Je me sens enfermé, bloqué et affamé au milieu de gens ivres, et je tente de rejoindre le jardin, sans rien avoir mangé. Alors que je parviens enfin à m’extirper de la pièce, une main se pose sur mon épaule.

En me retournant, je me retrouve face à un Batman qui me tend un petit régime de bananes, sous les rires de ses potes. Mimant le singe, je m’en empare en me disant que ce con vient de résoudre mon problème. Puis je retourne m’asseoir sur une chaise de bar, posée au milieu du jardin. Perché, j’observe la soirée et décroche la première banane. A mes pieds, le Cochon mange des chips, et le Coq fume une cigarette en silence.
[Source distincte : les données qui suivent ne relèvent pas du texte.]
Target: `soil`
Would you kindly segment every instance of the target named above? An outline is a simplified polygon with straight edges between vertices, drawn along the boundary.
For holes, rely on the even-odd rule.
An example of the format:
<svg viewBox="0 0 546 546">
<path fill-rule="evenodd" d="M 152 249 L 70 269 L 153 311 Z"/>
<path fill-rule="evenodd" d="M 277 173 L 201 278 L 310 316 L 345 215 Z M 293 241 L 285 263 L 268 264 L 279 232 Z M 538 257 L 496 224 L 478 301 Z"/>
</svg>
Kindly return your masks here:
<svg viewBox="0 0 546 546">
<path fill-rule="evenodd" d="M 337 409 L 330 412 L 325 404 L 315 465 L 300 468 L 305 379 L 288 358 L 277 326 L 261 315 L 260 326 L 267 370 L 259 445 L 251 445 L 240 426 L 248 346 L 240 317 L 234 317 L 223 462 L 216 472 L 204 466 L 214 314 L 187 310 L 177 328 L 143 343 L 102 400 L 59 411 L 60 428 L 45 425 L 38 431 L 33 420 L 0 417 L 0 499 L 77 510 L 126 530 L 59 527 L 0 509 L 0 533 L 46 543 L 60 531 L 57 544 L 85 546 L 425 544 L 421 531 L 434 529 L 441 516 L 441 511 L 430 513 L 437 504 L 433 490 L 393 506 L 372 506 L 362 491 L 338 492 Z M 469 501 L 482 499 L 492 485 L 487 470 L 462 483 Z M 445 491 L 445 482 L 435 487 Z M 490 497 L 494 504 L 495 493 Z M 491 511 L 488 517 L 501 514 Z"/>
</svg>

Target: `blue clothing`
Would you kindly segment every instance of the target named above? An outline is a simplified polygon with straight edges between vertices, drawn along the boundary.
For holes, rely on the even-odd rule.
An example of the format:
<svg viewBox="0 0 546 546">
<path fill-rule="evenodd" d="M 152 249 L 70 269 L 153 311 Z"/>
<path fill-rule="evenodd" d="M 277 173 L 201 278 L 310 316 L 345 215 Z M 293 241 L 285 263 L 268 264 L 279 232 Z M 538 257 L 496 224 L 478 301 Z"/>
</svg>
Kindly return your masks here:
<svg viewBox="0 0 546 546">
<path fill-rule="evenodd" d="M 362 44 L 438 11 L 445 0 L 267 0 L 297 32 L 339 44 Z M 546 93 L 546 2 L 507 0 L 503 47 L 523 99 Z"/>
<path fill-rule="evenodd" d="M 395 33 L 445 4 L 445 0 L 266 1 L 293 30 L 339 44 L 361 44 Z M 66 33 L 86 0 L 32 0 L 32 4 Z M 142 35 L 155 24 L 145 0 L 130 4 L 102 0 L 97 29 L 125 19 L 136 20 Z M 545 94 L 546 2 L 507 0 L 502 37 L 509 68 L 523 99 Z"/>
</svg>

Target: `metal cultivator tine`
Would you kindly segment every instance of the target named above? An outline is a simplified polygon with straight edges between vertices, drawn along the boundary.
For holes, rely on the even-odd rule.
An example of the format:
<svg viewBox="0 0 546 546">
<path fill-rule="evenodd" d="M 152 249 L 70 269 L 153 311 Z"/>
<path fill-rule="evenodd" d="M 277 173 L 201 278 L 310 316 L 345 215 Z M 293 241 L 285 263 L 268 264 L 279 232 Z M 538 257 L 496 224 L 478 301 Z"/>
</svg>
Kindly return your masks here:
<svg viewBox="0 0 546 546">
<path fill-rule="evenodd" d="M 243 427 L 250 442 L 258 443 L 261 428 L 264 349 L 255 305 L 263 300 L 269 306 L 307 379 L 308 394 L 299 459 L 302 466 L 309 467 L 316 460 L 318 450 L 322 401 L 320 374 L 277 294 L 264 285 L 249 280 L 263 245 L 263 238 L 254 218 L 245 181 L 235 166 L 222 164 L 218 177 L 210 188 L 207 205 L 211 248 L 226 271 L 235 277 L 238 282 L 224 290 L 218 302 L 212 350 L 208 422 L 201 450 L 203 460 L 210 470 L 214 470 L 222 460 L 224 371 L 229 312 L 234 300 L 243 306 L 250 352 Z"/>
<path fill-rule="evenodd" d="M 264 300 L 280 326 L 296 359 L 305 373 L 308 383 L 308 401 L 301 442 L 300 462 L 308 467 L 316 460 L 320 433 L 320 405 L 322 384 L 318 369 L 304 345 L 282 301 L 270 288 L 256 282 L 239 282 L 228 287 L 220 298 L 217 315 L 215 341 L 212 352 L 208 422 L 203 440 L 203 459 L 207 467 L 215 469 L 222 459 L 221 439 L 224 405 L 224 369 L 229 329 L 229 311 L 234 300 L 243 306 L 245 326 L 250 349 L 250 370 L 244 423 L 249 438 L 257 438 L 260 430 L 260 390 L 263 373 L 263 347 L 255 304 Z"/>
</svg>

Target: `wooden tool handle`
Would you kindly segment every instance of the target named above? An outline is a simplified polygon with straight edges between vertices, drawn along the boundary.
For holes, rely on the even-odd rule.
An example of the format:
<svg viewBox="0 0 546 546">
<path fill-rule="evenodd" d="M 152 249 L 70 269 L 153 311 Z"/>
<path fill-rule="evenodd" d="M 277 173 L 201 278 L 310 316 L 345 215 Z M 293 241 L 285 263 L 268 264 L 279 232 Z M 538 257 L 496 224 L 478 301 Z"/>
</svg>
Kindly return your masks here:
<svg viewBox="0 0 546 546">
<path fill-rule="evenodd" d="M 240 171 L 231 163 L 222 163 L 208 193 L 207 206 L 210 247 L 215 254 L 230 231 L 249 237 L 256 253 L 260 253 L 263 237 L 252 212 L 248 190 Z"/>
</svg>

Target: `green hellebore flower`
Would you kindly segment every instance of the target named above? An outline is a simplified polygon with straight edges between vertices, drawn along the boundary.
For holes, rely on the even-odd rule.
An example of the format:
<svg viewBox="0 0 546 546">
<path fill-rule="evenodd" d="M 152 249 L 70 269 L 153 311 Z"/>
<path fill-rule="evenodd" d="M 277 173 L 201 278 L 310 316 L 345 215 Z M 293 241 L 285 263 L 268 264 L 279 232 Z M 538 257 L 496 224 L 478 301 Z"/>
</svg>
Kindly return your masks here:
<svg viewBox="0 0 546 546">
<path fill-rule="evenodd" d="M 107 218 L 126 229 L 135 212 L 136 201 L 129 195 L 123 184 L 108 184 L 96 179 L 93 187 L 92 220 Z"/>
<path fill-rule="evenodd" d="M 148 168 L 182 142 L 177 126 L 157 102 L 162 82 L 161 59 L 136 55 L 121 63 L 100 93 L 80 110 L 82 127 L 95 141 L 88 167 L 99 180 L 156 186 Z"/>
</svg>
Mon masque, rendu définitivement collant et suant, a l’avantage d’être un peu plus souple qu’en début de soirée, et je peux maintenant glisser des bouts de banane entre mes lèvres synthétiques.  

Le jardin s’arrête à ma droite sur une chambre indépendante de la maison, véritable petit cottage privatif dans un jardin parisien. Le Cochon fait remarquer que vu la météo de la capitale, ça ne doit pas toujours être un bonheur de traverser le jardin pour rejoindre la petite chambre isolée. Il ajoute que pourtant la boue, ça ne le dérange pas. Le Coq s’est levé et fait les cents pas autour de moi, les mains croisées dans le dos. On s’ennuie un peu, je propose donc de rouler un autre pétard. Ils acceptent.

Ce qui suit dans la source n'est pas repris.